What we did and will continue to do with the news on Massively was far more than (as if often cited) regurgitate press releases. Actually, I had a vendetta against PR statements for how they’d assume sites would post them verbatim out of laziness, and I worked hard to strip out the important facts that readers needed to know from the flowery, distracting, and sometimes misleading PR language (whether or not you see this as a service is your call, but I hope it helped). Gaming news comes from a wide swath of sources — forums, tipsters, bloggers, official websites, other news sites, Twitter, reddit — and requires reporters to constantly be sifting through piles of stories seeking the ones that belong on the site, have credible sources (or ARE a credible source), and are of interest to readers. Every publication has a different readership and tailors content for those readers (after all, Time doesn’t report on MMO news and Massively didn’t do a lot of geopolitical commentary).
So I see press as being more focused on delivering news and opinion content and being as inclusive as possible with the genre, while also having a higher standard of quality and editorial oversight. However, there is one even greater reason why press is important, which is that it aids in giving the MMO industry/games industry legitimacy.
I’ll pause while you snort derisively and/or insert your “ethics in journalism” jokes.
If we don’t want to be part of a hobby that is constantly derided and demeaned, then we need quality media outlets to cover them and present these games as something other than a joke or a kid’s toy. Fair or not, the crowd listens to press in a way that it mostly doesn’t with individual blogs. If MMOs are to grow in popularity and make inroads with the mainstream, then there needs to be a press that delivers clear, insightful, and useful coverage.
Press isn’t the only thing that bestows legitimacy, of course, but it is crucial to that effort. The conversations and investigations and coverage that press provides — because it has made its mission to do that — informs the ignorant, challenges the studios, and provides a useful intermediary between developers and community.
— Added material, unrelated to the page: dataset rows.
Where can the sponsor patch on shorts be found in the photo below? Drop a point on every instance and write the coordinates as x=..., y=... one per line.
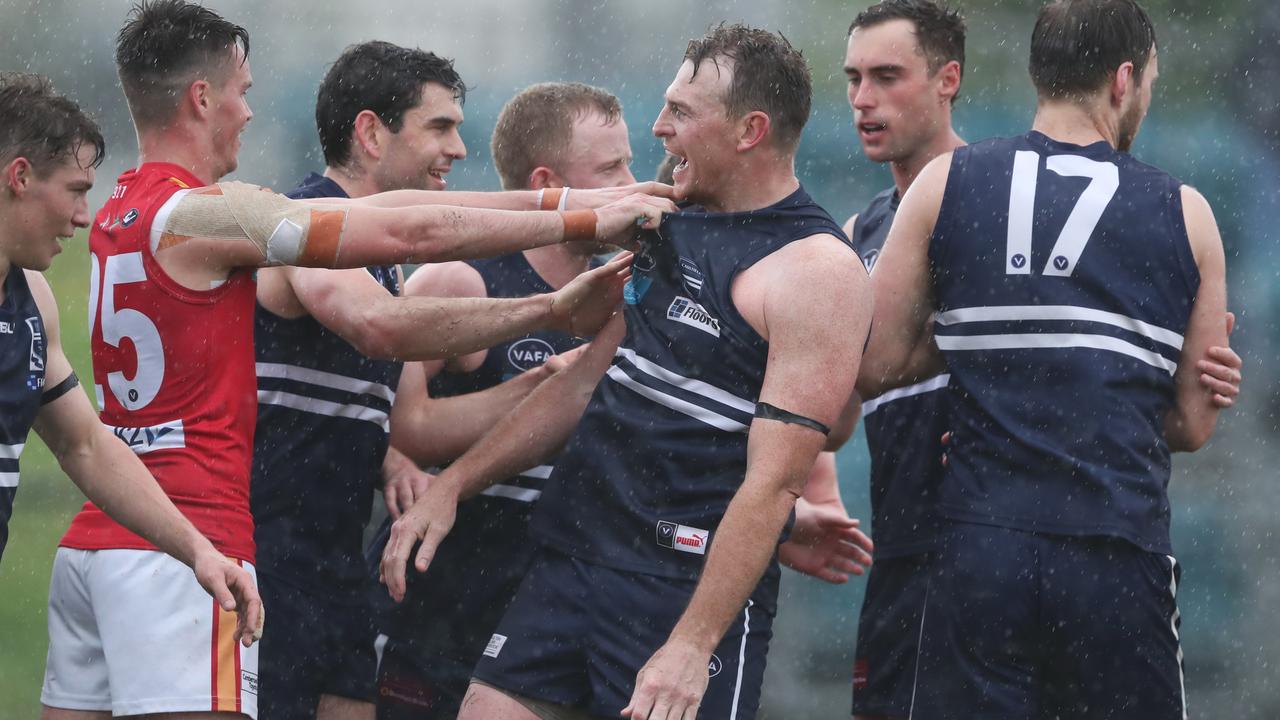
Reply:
x=682, y=537
x=494, y=646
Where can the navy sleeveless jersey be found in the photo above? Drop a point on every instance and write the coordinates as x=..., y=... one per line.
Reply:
x=22, y=383
x=1064, y=281
x=323, y=429
x=488, y=552
x=903, y=428
x=662, y=447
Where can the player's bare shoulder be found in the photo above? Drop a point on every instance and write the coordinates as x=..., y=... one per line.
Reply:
x=44, y=296
x=821, y=273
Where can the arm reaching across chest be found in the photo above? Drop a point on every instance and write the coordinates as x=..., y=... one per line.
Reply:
x=813, y=302
x=901, y=350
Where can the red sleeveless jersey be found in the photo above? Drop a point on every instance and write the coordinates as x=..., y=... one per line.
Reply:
x=173, y=369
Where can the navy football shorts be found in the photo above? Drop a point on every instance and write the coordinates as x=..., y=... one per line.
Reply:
x=577, y=633
x=414, y=686
x=312, y=646
x=1025, y=624
x=888, y=636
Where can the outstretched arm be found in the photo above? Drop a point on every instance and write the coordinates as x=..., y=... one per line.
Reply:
x=516, y=199
x=817, y=309
x=530, y=434
x=219, y=228
x=114, y=479
x=361, y=311
x=826, y=542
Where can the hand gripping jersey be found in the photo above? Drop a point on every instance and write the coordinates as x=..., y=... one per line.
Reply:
x=323, y=429
x=488, y=552
x=173, y=369
x=1064, y=281
x=22, y=383
x=662, y=449
x=903, y=428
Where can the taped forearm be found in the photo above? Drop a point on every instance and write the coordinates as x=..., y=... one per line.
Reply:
x=284, y=232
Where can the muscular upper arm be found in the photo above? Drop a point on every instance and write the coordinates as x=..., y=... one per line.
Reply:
x=68, y=420
x=1194, y=415
x=817, y=310
x=814, y=308
x=901, y=345
x=448, y=279
x=339, y=300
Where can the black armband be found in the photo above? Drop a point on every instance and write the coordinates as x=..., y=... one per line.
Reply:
x=772, y=413
x=59, y=390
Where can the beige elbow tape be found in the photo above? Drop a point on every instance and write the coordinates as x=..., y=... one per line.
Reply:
x=287, y=232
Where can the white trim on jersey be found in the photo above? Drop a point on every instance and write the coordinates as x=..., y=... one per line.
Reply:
x=12, y=451
x=333, y=381
x=713, y=419
x=161, y=218
x=324, y=408
x=1032, y=341
x=512, y=492
x=1173, y=625
x=1060, y=313
x=936, y=382
x=741, y=657
x=689, y=384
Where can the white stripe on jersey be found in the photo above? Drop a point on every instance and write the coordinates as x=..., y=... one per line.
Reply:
x=334, y=381
x=741, y=659
x=1025, y=341
x=324, y=408
x=936, y=382
x=1060, y=313
x=1173, y=624
x=689, y=384
x=512, y=492
x=713, y=419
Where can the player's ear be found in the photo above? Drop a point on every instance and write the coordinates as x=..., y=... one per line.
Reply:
x=369, y=133
x=199, y=98
x=949, y=81
x=544, y=177
x=753, y=130
x=18, y=176
x=1123, y=83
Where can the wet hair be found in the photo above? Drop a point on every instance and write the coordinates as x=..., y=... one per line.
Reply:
x=1078, y=45
x=769, y=76
x=164, y=46
x=383, y=78
x=42, y=126
x=938, y=28
x=536, y=126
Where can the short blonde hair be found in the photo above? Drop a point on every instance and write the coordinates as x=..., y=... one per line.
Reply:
x=535, y=127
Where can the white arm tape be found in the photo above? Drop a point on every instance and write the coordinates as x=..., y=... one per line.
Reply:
x=280, y=228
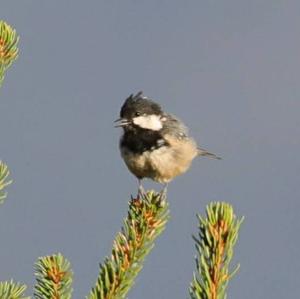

Bloggers, as great as they are, cannot fill this role on a regular and widespread basis. If nothing else, the “big name” of a media outlet opens doors in and attaches respect to the industry the way that very few individuals can.
And since I listed a few downsides of bloggers, I’ll be fair in admitting that the press ain’t perfect (us or “the other guys”). There ARE ethical lines crossed with relationships and coverage and transparency that need to be guarded constantly. The hive mind of a press outlet lets less personality shine than an individual blogger. Personal bias sometimes does leak into objective reporting. One reviled story could turn a reader off to everything else the publication has or will continue to do.
Listen, I get it. I know that it’s cool to buck against the media when you’re a blogger, and I understand that people do appreciate the unguarded voices that come across in blogs. But I have always seen blogs and press as two aspects of MMO coverage that simply take different approaches but appreciate the same things. Competition is good, and both parties should be urging each other to do a better job.
What we all do, collectively, is to raise the profile of MMOs and benefit the industry entire with our work. It doesn’t have to be an either-or scenario or an us-vs.-them setup. Just like with MMOs, you can like more than one and appreciate what each brings to the table.